Virgin Australia Holdings Limited is into airline business and is involved in providing domestic as well as international flights services to its customers. It has its operations in two segments, including Virgin Australia Domestic and International.
Pause in Trading:
Dated 14 April 2020, Virgin Australia informed the market that the securities of VAH are placed in a trading halt, and a further announcement is pending.
Virgin Australia confirms that the Company continues to look for various options to cope with the COVID-19 pandemic. Moreover, it also acknowledges the request for financial support from the Australian government in the order of approximately $1.4 billion as a portion of a wider industry support package to prepare for a continued pandemic.

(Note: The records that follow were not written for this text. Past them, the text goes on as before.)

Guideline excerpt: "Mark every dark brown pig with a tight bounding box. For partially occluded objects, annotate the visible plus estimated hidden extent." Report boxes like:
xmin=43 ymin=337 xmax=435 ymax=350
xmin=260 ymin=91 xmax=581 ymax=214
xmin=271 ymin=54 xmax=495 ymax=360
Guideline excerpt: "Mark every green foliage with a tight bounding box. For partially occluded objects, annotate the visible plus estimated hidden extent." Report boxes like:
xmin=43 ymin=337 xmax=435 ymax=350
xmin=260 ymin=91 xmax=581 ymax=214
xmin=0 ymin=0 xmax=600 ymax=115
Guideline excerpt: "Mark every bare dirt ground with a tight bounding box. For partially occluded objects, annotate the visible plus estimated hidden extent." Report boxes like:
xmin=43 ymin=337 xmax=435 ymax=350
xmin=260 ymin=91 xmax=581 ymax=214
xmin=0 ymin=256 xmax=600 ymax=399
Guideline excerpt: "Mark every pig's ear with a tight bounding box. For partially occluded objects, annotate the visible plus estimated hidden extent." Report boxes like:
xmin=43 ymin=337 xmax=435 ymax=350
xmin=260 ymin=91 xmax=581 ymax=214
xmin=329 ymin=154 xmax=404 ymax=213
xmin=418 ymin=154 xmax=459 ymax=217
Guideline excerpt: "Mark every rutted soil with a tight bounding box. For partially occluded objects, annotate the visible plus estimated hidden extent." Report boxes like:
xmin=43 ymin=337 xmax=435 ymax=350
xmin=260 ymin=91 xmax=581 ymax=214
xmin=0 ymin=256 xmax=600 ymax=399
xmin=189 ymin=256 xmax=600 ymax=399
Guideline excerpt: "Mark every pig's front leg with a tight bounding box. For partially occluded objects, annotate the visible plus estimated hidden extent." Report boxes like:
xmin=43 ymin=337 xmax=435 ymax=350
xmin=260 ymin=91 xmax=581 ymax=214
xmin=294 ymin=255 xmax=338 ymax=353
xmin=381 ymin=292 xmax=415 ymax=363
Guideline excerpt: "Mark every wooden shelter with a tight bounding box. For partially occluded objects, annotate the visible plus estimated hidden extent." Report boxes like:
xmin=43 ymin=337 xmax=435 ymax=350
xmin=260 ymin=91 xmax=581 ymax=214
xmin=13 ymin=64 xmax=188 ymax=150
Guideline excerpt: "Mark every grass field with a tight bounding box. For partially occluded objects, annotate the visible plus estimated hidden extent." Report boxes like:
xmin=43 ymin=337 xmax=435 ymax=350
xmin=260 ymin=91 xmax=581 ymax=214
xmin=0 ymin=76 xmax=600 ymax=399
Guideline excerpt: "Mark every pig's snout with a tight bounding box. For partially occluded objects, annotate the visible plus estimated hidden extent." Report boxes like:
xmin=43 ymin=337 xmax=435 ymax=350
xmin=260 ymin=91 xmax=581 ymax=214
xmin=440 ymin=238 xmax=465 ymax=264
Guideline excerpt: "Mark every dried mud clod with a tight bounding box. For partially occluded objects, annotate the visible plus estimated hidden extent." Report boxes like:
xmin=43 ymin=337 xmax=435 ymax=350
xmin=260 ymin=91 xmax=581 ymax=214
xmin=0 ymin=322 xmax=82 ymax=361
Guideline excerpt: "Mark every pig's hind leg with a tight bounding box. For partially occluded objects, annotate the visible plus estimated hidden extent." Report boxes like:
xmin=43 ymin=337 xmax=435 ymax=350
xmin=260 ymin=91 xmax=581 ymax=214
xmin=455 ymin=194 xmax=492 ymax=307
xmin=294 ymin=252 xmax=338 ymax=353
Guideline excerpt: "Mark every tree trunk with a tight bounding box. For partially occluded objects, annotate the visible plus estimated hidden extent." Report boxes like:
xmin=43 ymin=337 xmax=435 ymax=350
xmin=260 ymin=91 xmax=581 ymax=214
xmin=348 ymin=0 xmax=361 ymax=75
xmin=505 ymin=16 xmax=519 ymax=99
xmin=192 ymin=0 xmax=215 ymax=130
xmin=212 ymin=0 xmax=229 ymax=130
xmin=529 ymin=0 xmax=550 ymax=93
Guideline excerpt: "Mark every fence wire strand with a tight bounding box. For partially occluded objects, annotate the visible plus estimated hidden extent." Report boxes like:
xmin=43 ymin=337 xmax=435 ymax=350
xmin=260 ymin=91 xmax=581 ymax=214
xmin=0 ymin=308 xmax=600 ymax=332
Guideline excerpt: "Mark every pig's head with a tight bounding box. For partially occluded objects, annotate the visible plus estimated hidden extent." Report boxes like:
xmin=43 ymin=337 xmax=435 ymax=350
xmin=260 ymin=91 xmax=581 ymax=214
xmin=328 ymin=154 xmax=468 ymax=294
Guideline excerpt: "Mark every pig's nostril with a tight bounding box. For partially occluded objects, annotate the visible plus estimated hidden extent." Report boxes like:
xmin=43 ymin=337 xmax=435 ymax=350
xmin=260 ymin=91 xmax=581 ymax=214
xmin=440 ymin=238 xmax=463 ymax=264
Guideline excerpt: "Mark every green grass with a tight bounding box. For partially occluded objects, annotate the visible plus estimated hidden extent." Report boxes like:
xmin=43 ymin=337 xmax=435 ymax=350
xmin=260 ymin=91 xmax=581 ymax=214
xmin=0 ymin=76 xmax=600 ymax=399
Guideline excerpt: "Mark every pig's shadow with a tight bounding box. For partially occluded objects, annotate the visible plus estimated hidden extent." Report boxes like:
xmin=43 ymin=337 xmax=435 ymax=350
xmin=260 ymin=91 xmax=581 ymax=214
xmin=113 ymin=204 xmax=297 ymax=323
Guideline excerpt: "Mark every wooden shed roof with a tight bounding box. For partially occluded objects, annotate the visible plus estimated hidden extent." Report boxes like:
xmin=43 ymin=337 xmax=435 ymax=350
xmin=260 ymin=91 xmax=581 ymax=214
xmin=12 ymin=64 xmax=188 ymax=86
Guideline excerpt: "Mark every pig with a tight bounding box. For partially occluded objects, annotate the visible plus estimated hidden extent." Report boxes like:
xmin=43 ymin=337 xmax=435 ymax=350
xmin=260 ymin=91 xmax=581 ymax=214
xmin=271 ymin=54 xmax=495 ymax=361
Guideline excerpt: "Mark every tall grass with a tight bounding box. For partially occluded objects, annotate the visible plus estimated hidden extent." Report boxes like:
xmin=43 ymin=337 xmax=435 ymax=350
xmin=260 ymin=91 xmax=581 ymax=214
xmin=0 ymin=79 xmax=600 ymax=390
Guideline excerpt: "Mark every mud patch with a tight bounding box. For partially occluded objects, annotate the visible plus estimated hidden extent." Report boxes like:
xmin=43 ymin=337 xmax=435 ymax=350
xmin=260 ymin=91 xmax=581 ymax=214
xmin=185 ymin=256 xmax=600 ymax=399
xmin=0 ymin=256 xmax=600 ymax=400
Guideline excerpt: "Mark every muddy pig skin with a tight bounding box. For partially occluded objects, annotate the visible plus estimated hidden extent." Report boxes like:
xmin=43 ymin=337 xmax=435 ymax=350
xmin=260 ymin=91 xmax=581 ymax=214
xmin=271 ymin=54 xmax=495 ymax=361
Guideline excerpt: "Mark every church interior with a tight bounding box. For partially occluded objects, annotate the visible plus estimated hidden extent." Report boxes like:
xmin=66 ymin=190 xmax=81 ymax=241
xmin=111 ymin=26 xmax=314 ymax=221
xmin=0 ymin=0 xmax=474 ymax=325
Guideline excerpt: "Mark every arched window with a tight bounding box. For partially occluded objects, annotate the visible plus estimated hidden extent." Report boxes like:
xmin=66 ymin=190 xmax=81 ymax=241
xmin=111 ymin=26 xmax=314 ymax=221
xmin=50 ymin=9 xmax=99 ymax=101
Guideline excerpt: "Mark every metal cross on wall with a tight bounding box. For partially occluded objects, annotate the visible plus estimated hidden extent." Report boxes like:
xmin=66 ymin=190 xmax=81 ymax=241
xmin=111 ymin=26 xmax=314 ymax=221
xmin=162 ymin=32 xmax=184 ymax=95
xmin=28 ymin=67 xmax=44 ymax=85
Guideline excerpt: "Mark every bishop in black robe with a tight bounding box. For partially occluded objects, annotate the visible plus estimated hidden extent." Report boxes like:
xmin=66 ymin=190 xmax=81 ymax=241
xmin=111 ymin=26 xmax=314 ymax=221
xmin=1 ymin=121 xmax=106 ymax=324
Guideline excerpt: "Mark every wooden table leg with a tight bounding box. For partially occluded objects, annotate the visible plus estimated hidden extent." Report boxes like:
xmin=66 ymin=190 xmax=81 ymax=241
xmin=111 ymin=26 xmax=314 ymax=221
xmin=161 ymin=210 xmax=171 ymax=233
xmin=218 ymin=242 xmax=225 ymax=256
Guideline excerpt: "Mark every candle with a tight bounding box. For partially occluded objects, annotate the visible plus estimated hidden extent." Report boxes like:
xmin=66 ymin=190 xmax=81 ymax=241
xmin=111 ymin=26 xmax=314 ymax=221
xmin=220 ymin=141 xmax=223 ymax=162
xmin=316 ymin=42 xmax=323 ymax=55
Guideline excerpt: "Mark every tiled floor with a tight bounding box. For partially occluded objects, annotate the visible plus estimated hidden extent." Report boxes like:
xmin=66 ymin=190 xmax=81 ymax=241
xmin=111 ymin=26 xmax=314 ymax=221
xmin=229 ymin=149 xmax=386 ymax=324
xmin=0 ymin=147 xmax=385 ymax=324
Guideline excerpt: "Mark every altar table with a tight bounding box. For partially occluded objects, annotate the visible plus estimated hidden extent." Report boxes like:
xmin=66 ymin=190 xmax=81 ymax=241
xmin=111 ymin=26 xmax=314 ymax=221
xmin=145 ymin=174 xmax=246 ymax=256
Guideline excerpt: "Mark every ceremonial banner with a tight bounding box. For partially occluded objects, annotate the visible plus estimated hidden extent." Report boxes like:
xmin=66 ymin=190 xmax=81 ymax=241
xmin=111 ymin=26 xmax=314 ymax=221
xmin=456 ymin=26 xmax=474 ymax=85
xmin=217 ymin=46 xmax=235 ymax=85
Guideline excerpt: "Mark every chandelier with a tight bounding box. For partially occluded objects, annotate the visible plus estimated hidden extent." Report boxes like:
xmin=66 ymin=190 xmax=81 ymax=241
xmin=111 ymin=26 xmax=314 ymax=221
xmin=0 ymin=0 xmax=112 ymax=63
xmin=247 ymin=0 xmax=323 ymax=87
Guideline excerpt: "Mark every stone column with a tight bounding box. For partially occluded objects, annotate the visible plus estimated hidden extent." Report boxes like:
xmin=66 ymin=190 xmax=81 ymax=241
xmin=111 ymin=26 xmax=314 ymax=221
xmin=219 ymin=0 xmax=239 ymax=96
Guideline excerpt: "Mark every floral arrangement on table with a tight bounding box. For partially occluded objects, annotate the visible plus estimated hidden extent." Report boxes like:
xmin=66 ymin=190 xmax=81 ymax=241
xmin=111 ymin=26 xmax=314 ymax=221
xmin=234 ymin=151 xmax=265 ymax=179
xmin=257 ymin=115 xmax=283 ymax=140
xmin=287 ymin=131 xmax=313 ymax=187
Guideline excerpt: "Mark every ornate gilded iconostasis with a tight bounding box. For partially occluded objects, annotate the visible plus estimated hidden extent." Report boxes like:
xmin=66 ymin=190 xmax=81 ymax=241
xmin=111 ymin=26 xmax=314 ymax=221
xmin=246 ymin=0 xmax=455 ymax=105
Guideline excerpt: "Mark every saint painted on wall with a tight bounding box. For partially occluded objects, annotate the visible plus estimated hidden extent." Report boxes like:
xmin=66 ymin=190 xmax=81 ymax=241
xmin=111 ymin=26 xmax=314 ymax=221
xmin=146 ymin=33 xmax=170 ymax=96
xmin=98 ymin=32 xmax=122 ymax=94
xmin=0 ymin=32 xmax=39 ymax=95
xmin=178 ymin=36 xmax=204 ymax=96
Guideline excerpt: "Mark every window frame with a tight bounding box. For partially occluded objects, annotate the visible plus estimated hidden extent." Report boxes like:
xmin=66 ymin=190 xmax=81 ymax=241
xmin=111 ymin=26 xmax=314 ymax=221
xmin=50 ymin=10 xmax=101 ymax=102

Furthermore, the Company mentioned that it is an initial proposal and remains subject to sanction by the Board of the Company and the Australian government. It may or may not comprise conversion to equity in certain situations.
Virgin Australia Group is taking various actions to respond and manage the impact of COVID-19 on its financials. However, financial backing would be required for the industry if the COVID-19 pandemic continues indeterminately, for protecting occupations and guaranteeing that Australia retains a sturdy, modest aviation and tourism sector after this crisis is over.
VAH has a market cap of nearly 726.29 million with 8.45 billion outstanding shares on the ASX.